EPIC Origins

EPIC began with a group of four students working out of the Brooklyn Public Library. Co-Founders Katerina Watson and Joshua Askildsen had been dissatisfied with previous experiences in special education and were determined to start a school that treated children with the dignity they deserve.

Growing up, Katerina experienced the inequities of the education system firsthand. As a child living through the effects of complex trauma, and with younger siblings on the autism spectrum, she saw the ways schools consistently excluded, stifled, and dehumanized children with special needs. She began working in New York City schools as an undergraduate education student at NYU and found she connected most easily with children who had been discounted due to their behaviors.

She continued to learn all she could—reading every book and attending every lecture on education, child development, behavioral management, and social-emotional theory—and earn two master’s degrees from Columbia Teachers College in Inclusive Education and Educating Students with Special Needs. She went on to teach and develop curriculums for several public and private special education programs in New York City.

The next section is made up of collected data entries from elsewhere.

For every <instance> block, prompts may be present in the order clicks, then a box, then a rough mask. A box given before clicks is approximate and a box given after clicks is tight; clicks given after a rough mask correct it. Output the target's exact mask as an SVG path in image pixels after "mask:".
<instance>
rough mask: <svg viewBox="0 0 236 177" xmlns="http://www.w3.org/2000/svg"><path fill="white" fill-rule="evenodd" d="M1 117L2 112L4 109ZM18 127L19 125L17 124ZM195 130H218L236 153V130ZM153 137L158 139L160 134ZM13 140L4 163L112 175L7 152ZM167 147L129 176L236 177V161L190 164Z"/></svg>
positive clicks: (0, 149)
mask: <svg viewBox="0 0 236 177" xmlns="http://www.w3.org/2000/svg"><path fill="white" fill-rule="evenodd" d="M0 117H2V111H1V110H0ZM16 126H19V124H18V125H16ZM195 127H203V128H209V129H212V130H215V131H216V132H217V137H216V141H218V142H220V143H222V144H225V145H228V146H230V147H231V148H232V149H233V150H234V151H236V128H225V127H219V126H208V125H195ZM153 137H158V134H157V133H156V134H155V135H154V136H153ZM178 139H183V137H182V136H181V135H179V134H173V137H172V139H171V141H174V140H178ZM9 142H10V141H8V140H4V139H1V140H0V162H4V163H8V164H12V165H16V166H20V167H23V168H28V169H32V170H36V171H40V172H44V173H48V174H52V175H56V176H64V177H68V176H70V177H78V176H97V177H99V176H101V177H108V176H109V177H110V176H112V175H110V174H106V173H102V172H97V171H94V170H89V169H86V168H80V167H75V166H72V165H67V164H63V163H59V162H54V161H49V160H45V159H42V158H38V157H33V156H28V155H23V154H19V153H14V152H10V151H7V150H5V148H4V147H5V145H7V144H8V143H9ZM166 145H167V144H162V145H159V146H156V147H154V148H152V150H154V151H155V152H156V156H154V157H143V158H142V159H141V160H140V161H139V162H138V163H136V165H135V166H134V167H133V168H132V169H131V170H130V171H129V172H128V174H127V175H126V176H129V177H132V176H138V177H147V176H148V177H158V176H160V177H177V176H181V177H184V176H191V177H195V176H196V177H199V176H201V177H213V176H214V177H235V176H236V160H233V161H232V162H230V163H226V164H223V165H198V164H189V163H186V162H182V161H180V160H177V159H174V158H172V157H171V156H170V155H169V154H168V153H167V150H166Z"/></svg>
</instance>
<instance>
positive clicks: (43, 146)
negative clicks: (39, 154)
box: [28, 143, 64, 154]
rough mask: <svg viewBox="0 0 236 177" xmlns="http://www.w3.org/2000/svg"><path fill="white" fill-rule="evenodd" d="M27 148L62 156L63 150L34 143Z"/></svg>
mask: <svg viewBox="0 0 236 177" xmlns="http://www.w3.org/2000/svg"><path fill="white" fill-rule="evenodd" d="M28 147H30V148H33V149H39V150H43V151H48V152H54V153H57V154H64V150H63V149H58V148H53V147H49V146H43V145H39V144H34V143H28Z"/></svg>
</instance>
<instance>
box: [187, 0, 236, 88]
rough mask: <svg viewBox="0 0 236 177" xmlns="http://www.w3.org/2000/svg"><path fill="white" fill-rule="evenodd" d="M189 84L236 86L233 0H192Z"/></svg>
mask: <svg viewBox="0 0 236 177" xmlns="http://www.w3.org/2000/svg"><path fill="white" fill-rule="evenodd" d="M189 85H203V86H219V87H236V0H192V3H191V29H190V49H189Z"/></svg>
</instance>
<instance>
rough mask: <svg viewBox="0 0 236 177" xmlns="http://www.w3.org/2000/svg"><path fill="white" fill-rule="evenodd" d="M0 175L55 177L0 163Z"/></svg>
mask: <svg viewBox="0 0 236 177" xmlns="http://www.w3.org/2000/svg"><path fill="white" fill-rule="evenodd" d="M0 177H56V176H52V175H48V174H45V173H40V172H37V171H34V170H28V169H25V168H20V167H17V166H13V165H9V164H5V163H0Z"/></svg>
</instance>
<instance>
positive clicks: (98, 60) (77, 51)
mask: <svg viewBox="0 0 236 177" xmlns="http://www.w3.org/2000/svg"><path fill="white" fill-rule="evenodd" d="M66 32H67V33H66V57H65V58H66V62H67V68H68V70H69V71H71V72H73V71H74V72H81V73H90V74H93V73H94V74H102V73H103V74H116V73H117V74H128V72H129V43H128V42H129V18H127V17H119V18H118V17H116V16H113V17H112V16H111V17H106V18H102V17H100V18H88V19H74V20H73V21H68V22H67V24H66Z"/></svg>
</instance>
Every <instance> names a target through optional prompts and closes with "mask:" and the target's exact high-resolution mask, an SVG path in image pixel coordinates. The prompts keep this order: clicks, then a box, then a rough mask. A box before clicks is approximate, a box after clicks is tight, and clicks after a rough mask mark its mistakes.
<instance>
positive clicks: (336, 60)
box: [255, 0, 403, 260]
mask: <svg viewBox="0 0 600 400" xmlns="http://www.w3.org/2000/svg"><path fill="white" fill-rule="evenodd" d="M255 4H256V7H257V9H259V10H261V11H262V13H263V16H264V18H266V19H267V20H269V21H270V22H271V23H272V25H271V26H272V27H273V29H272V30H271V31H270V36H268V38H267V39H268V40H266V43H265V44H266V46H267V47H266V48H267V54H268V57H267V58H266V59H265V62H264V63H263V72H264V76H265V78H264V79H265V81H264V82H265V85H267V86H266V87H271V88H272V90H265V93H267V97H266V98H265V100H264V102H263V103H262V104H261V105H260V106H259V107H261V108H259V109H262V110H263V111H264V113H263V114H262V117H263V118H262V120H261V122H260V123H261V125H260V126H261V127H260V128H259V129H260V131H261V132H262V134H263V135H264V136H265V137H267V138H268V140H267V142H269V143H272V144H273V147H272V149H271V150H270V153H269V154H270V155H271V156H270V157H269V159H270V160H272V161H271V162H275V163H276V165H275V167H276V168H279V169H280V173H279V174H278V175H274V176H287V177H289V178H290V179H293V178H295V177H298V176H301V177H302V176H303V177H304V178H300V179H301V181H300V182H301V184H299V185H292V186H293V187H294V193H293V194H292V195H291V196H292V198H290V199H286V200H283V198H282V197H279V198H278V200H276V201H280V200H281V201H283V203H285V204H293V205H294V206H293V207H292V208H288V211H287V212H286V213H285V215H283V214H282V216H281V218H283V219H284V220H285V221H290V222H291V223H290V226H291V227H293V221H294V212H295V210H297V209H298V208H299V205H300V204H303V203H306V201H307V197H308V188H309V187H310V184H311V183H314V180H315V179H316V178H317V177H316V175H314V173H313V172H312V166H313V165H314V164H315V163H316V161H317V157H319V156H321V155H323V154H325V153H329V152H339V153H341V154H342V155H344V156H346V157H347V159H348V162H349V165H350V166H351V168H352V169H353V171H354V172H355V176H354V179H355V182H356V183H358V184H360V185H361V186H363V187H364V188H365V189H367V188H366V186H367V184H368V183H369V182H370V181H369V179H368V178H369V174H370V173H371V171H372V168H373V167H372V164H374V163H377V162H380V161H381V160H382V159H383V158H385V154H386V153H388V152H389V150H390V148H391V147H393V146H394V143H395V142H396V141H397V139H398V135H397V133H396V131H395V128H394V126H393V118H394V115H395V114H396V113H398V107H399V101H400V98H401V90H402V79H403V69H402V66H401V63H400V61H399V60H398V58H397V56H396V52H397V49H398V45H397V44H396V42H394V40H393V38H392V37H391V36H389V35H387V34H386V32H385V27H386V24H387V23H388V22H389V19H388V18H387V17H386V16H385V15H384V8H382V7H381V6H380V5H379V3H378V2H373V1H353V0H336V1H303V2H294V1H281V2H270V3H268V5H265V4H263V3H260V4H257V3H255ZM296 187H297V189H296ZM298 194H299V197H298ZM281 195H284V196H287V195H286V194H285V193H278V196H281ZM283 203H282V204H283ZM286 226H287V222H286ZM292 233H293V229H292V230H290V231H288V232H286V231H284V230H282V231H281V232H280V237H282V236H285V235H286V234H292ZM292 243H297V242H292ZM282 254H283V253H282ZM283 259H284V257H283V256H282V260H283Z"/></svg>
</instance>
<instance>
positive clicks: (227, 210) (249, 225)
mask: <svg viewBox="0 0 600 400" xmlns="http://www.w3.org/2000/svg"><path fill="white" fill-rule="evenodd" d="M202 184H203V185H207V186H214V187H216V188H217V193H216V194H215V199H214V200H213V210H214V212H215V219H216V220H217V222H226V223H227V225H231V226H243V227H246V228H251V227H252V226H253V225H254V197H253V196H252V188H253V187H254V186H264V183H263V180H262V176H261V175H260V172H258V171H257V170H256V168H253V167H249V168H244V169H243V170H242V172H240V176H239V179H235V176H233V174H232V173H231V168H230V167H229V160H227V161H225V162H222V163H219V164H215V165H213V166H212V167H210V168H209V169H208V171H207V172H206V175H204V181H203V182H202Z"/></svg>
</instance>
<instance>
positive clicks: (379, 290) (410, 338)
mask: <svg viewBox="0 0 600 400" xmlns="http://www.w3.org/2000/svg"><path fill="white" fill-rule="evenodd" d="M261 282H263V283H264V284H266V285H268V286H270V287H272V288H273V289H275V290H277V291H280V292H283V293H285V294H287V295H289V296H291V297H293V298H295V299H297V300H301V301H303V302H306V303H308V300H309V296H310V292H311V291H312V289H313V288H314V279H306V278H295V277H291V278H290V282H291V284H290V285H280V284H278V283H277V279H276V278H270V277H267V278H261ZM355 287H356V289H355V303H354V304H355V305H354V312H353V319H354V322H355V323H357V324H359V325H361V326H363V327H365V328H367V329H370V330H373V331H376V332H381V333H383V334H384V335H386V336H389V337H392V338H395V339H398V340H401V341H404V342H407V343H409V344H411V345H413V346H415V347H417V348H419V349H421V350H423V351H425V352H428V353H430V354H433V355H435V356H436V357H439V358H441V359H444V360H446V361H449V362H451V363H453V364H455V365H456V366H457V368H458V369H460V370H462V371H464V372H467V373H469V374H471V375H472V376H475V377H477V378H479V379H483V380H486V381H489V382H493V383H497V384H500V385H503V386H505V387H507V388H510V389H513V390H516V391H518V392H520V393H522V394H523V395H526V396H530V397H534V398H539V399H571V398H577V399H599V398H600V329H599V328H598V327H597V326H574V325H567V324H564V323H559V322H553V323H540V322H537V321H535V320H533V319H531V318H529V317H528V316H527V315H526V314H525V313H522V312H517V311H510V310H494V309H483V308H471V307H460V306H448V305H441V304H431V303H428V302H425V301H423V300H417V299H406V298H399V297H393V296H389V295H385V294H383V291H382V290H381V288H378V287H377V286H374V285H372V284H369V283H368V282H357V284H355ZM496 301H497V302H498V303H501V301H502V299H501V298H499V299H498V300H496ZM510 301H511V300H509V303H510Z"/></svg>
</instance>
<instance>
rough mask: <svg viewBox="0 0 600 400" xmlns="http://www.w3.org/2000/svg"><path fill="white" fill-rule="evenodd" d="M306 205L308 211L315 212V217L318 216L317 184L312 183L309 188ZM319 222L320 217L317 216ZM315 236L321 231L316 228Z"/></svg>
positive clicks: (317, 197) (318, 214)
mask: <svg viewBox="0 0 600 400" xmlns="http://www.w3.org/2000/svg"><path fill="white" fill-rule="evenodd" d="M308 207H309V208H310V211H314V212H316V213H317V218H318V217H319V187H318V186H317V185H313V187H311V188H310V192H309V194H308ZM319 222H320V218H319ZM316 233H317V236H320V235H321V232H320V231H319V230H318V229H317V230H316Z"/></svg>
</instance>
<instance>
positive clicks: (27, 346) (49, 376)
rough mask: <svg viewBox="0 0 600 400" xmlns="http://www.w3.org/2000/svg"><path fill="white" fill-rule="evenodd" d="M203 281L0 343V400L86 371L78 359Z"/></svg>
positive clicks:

Like Katerina, Joshua had early insight into the special education, watching his parents struggle to find resources and programs that appropriately served his brother’s special needs. After graduating from Pace University, Joshua worked for several nonprofits before settling on the cause that resonated with him most: special education. As Joshua began to work in the field, he found that pre-existing programs were failing to meet students’ needs. He also hoped to work for an institution with a different kind of staff culture, one that valued equity, transparency, and collaboration over competition.

When Joshua and Katerina met, Katerina was homeschooling a group of children who had been expelled from their previous program. The co-founders quickly discovered their philosophies aligned. Both sought a school that challenged students academically while promoting social-emotional growth through validation, empowerment, and unconditional support. It was a school they’d never seen, so they decided to start their own.

Today, EPIC has a vibrant campus in Gowanus, Brooklyn, a student population that has more than tripled in size, and a dedicated staff that works collaboratively to ensure that every student is treated with dignity.